Thursday, January 30, 2020

fun things to do in the winter: sunrise

I know the sun is coming up when the sky starts to brighten over the roofs and past the trees I see from the chair where I read. I can't see the sun actually nudge up over the horizon because my horizon is circumscribed by buildings. That's as I choose: to live in the city.

I didn't always get up so early either. For many years I worked evening shift at a hospital. I didn't go to bed till midnight or later. The sun was always up when I got up, even in the winter when it rises later. I never had children that I had to get ready for school. Or that woke me up even when they weren't going to school.

I don't know why I've changed the habits of my adult life and started getting up while the city is still sleeping. Maybe it made more sense to read in the morning instead of at night when my brain is blurry.

A few weeks ago I decided I wanted to see the sun rise on the river. It would be cold but light cuts more sharply in the cold. Or is it the shapes? Silhouettes of trees, the crusts of ice, frozen snow.


I got up at 6 and had a cup of tea. Pulled on some clothes, took a thermos. The river is a half-hour walk away. Where I can access it, the waterway is narrow because there is an island with condo towers and shopping malls in the middle of the river.
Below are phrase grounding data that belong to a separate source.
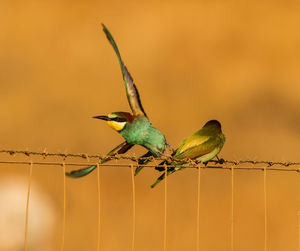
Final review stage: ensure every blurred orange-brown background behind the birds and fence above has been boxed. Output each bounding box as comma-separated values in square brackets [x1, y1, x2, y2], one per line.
[0, 0, 300, 251]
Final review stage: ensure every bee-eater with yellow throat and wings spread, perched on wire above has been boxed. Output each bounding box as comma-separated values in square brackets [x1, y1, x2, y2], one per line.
[66, 24, 167, 178]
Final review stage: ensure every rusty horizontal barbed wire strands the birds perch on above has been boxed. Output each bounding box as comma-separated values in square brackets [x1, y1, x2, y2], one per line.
[0, 150, 300, 172]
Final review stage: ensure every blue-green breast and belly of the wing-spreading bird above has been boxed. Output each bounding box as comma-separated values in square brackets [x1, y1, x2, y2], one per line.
[120, 116, 166, 157]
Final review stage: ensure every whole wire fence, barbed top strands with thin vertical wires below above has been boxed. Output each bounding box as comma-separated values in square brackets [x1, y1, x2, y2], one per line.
[0, 150, 300, 251]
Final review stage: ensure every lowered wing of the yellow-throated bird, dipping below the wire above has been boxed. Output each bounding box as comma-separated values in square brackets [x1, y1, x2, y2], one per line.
[66, 141, 133, 178]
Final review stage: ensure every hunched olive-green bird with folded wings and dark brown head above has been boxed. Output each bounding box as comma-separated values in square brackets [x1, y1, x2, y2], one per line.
[151, 120, 225, 188]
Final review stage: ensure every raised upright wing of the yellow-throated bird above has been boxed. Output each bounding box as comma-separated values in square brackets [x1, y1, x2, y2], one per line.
[102, 24, 147, 117]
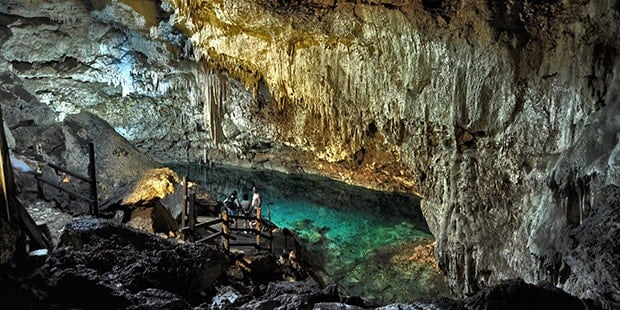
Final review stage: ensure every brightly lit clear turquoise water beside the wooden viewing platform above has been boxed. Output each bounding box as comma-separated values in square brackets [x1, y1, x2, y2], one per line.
[270, 200, 448, 305]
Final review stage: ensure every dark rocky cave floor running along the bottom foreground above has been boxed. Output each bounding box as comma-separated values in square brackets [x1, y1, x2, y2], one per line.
[0, 208, 600, 309]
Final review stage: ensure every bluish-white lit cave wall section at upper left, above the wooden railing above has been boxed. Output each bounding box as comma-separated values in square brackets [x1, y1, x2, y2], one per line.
[0, 0, 245, 161]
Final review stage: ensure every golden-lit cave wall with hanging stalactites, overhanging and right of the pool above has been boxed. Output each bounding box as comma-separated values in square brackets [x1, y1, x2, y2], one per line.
[173, 0, 620, 306]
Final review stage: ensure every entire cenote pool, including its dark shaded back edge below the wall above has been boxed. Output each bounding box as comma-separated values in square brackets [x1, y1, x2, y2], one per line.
[170, 164, 449, 304]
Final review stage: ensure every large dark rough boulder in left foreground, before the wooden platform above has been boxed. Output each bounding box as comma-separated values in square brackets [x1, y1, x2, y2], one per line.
[22, 217, 229, 309]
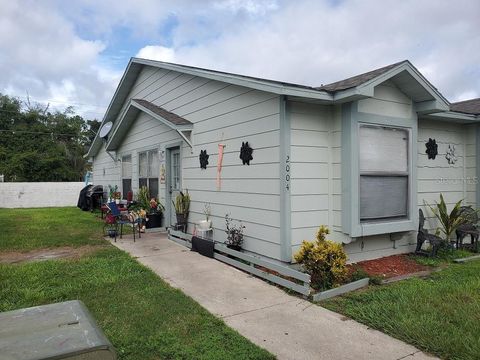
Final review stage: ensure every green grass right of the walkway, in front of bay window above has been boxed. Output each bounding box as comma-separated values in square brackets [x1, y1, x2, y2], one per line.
[322, 261, 480, 360]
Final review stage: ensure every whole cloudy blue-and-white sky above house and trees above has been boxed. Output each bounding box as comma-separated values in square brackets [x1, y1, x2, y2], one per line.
[0, 0, 480, 119]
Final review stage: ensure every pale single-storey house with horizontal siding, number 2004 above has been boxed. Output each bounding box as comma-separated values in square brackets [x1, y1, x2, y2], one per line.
[88, 58, 480, 262]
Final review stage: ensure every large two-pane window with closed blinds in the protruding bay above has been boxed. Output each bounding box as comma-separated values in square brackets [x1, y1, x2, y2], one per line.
[358, 125, 410, 222]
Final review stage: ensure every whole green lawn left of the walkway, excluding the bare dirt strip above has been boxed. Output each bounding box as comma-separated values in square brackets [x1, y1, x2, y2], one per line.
[0, 209, 274, 360]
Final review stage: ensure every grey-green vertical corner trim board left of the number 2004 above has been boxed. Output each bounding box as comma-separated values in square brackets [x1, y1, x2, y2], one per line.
[279, 95, 292, 262]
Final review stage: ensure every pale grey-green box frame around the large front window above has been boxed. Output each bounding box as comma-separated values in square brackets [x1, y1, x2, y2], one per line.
[342, 101, 417, 237]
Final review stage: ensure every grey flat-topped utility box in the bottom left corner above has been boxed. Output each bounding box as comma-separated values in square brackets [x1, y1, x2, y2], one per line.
[0, 300, 117, 360]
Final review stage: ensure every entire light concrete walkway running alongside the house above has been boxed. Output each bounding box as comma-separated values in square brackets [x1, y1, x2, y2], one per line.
[112, 233, 433, 360]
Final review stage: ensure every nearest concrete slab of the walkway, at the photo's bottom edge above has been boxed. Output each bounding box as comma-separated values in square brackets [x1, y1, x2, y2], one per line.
[224, 299, 432, 360]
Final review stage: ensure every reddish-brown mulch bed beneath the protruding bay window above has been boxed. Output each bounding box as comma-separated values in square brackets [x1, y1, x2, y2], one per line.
[355, 255, 431, 279]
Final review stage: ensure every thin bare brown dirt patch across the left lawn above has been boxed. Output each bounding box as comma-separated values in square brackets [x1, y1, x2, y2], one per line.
[0, 245, 105, 264]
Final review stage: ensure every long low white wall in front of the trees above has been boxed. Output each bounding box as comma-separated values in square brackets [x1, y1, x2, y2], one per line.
[0, 182, 85, 208]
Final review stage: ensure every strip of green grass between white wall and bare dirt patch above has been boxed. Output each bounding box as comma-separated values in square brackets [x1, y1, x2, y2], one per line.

Normally I walk past Île des Soeurs or Nuns' Island to where the river opens out, but I wasn't going to make it to see the sunrise. I tried to find a spot across from the island where the horizon wasn't too obstructed by buildings.
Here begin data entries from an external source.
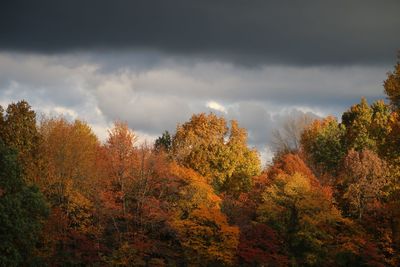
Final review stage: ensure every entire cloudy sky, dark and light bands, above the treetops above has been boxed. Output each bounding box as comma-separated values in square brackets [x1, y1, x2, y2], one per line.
[0, 0, 400, 163]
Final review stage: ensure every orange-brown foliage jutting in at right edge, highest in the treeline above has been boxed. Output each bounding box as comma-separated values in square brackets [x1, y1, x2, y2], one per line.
[383, 53, 400, 110]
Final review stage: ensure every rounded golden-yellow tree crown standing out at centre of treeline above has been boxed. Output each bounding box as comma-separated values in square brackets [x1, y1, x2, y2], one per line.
[173, 113, 260, 193]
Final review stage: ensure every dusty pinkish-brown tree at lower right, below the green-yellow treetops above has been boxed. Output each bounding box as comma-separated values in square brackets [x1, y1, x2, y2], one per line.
[336, 150, 396, 266]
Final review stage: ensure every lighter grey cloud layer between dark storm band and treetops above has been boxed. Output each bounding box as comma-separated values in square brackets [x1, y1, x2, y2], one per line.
[0, 53, 389, 158]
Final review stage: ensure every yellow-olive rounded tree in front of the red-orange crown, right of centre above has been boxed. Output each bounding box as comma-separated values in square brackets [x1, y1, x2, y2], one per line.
[258, 172, 343, 265]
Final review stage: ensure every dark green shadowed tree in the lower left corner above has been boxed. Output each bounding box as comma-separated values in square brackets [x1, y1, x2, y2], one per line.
[0, 140, 48, 266]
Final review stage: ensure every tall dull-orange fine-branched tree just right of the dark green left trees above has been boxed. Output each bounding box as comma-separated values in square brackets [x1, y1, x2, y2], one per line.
[38, 118, 100, 264]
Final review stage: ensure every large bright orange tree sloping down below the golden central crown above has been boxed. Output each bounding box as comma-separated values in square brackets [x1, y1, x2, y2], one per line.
[103, 148, 239, 266]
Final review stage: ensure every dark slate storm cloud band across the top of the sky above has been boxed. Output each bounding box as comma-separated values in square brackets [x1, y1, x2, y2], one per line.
[0, 0, 400, 65]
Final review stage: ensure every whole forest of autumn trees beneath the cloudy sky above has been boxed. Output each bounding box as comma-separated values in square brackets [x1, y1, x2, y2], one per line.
[0, 58, 400, 266]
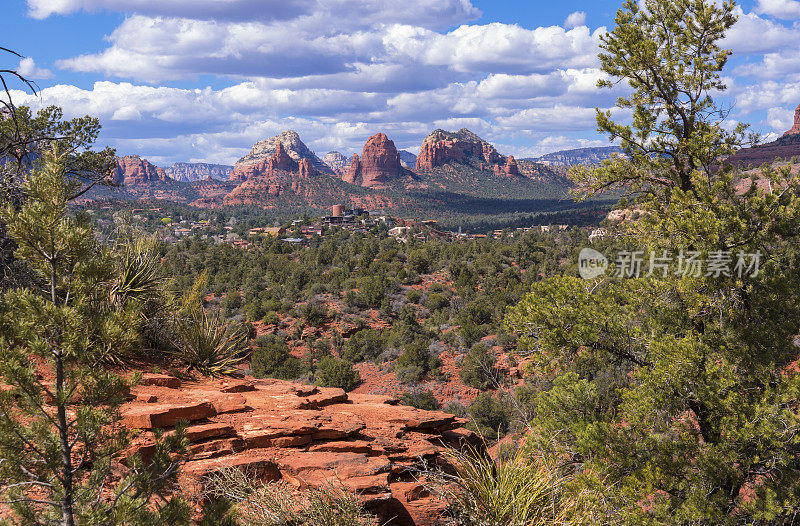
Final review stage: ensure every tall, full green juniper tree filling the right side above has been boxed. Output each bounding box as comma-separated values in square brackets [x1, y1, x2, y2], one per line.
[507, 0, 800, 524]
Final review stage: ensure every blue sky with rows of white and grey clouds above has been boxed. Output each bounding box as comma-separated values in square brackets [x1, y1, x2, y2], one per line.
[0, 0, 800, 165]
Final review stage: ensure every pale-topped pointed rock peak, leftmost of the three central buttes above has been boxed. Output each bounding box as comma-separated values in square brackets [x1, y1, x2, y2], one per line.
[231, 130, 333, 181]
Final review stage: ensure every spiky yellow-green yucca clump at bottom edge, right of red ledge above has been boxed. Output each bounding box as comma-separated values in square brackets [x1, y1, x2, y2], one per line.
[429, 447, 585, 526]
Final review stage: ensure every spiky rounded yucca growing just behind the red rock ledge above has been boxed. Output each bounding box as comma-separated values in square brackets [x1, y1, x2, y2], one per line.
[176, 311, 248, 376]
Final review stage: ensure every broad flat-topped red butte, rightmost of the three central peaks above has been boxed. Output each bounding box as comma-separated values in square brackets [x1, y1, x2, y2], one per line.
[417, 128, 502, 171]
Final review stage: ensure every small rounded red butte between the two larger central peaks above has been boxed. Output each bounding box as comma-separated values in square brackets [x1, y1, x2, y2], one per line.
[344, 133, 405, 188]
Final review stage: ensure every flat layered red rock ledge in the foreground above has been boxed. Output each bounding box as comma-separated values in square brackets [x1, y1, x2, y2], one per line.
[122, 378, 480, 525]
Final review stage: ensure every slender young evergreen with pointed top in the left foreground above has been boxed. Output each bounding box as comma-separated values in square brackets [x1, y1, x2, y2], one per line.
[0, 151, 188, 526]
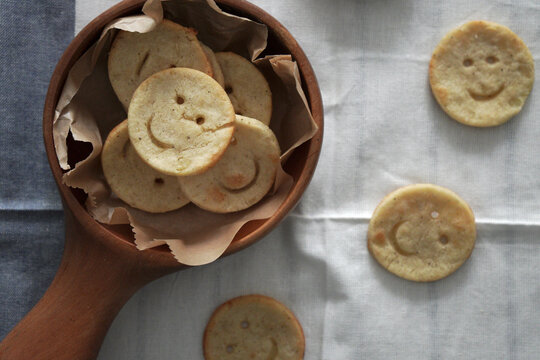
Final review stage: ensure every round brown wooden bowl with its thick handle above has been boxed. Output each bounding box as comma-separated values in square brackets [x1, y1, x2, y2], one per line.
[0, 0, 323, 360]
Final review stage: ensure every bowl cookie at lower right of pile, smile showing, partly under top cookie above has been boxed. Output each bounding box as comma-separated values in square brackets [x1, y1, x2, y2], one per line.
[179, 115, 280, 213]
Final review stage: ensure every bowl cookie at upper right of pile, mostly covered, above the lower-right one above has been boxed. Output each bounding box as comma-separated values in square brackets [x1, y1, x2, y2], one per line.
[216, 52, 272, 125]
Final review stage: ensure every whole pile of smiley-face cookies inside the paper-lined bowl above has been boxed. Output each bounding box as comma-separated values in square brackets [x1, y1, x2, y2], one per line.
[101, 20, 280, 213]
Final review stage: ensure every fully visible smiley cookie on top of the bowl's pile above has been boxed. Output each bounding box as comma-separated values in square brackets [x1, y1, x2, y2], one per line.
[128, 68, 235, 176]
The sun wasn't up yet but the contrails were turning pink. The river was glassy, still and black, the reflection of dawn a yellow-pink sheen across it. The trees and marsh grass were black, the shoreline a sculpture of ice.

My footsteps crunched. I passed a few people and dogs getting their exercise before heading off to work. Evidence of beavers. Also two women sitting on rocks, facing east.














A few days before trekking over to the river, I wanted to see how high I could get closer to where I lived--if I could see the sunrise closer to home.

It's hard because the railyards block the east. But it was the worth the 5-min walk to the hill that overlooks that part of the railyards (not directly east).


Also to see downtown Montreal waking up.


You can of course watch a sunrise any day that the sky is clear, but this is the time of year when it doesn't happen at 4:30.